What went wrong with DID


Differences-in-Differences has been a popular approach for identifying causal effects of treatments, utilizing data from both treated and untreated units across time. However, in recent years (5? as of 2023), this methodology has come under scrutiny due to several flaws that have been identified, leading to what some refer to as the DID-Revolution. Numerous econometricians, both established and new, have worked on this topic, highlighting the problems associated with the methodology and proposing potential solutions. Additionally, they have suggested extensions to the model to address a wide range of scenarios (The literature has grown…alot).

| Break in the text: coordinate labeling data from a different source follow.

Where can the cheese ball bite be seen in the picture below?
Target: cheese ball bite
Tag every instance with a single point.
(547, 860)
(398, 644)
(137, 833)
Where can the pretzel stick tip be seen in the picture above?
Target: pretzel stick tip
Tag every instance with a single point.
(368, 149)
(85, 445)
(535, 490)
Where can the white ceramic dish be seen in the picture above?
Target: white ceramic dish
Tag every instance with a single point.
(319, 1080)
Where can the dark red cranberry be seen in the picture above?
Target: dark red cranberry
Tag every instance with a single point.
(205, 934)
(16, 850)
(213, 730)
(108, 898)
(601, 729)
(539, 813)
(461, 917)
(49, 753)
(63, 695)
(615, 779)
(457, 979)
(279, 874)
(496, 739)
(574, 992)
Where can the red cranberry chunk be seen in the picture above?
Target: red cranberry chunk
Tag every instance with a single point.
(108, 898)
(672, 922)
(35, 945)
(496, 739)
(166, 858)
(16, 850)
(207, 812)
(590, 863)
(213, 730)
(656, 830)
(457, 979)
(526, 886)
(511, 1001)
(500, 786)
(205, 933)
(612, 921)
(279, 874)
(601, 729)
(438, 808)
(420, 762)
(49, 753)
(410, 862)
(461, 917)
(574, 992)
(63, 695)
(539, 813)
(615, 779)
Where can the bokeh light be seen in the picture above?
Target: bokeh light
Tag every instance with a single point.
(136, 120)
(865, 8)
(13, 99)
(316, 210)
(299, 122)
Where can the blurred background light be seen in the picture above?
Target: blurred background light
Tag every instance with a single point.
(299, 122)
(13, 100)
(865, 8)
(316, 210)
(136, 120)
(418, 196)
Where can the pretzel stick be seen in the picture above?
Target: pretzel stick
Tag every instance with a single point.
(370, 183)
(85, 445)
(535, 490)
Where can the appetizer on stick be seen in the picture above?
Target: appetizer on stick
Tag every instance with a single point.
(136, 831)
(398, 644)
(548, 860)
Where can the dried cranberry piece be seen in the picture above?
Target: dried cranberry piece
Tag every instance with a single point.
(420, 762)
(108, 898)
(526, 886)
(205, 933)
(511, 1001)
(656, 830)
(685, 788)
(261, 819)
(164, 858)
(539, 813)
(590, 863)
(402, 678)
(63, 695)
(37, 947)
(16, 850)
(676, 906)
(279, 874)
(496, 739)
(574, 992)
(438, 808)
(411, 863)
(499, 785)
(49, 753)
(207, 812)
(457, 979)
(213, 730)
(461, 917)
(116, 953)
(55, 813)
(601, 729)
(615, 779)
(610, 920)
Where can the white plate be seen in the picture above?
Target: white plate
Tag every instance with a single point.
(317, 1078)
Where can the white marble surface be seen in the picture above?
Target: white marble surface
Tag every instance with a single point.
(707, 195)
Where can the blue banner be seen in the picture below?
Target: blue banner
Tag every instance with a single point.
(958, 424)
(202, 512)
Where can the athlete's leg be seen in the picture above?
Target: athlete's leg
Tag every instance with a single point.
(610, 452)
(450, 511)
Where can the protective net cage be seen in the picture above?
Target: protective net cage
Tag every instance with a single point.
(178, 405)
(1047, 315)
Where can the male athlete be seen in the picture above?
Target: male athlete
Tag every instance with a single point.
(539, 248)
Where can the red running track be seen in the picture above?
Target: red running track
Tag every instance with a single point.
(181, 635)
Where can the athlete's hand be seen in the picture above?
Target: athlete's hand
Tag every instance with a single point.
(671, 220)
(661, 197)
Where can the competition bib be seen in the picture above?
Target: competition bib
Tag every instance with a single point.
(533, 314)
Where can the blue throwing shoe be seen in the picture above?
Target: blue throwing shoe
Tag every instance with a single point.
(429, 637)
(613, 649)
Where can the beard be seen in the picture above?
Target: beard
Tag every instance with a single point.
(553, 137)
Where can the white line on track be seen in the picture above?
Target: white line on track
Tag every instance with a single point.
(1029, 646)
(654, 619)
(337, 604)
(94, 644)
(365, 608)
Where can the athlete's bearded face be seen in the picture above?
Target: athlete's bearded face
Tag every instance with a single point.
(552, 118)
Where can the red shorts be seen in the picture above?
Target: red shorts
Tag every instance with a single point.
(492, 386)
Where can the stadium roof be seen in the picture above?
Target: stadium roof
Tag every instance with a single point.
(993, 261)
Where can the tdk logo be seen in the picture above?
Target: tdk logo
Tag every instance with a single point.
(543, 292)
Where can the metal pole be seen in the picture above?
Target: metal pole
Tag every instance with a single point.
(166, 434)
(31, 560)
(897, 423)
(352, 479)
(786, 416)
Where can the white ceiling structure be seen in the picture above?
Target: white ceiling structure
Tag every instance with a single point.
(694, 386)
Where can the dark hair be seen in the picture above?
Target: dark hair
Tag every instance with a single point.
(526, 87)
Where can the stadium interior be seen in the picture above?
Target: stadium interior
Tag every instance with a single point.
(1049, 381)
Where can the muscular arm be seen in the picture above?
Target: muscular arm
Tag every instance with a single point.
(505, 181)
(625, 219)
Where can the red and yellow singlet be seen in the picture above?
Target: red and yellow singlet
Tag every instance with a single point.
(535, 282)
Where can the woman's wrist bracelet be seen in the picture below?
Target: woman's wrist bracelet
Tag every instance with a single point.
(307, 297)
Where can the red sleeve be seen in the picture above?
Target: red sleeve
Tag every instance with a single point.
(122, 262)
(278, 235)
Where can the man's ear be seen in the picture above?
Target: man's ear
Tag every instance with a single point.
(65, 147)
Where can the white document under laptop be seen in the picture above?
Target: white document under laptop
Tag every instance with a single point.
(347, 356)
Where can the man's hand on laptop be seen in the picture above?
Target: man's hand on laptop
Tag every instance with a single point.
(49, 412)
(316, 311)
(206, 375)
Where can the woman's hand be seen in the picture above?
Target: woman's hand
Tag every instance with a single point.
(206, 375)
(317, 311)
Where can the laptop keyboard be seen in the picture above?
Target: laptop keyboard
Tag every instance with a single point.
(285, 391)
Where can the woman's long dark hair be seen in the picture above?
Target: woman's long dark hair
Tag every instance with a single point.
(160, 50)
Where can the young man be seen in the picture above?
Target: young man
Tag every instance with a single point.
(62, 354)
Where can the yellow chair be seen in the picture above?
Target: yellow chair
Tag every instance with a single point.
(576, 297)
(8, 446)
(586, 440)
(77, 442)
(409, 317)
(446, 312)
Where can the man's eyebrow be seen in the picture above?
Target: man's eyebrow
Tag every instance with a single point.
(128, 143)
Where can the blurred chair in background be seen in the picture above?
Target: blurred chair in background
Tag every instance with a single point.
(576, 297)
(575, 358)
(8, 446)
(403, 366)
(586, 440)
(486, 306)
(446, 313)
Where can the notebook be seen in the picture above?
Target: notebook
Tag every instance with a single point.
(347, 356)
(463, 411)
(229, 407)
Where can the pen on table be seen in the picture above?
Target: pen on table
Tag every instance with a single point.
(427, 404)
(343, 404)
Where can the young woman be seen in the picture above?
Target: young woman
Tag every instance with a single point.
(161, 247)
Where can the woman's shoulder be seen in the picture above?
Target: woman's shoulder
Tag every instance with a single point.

As someone who was initially perplexed by these changes, problems, and solutions, I started reading in detail on the topic, and had the opportunity to develop two Stata commands:

  • csdid and csdid2, which implement Callaway and Sant’Anna (2021) approach
  • jwdid, which implements the approach suggested by Wooldridge (2021).

Through this process of coding and reading, I gained a better understanding of several concepts, particularly why certain strategies, such as the Two-way-Fixed-effect (TWFE), may not yield accurate estimates.

To simplify things and improve intuition, I will discuss the methodology and its problems and solutions.

DiD 2x2 Canonical Design

Let’s start with the fundamental building block of the Differences-in-Differences methodology, which is the 2x2 canonical design that is widely used in many papers related to DID models.

The basic 2x2 DiD design involves observing two groups of observations across two periods in time. During the first period, neither of these groups receive a treatment, and thus, it can be assumed that they have similar experiences up to that point.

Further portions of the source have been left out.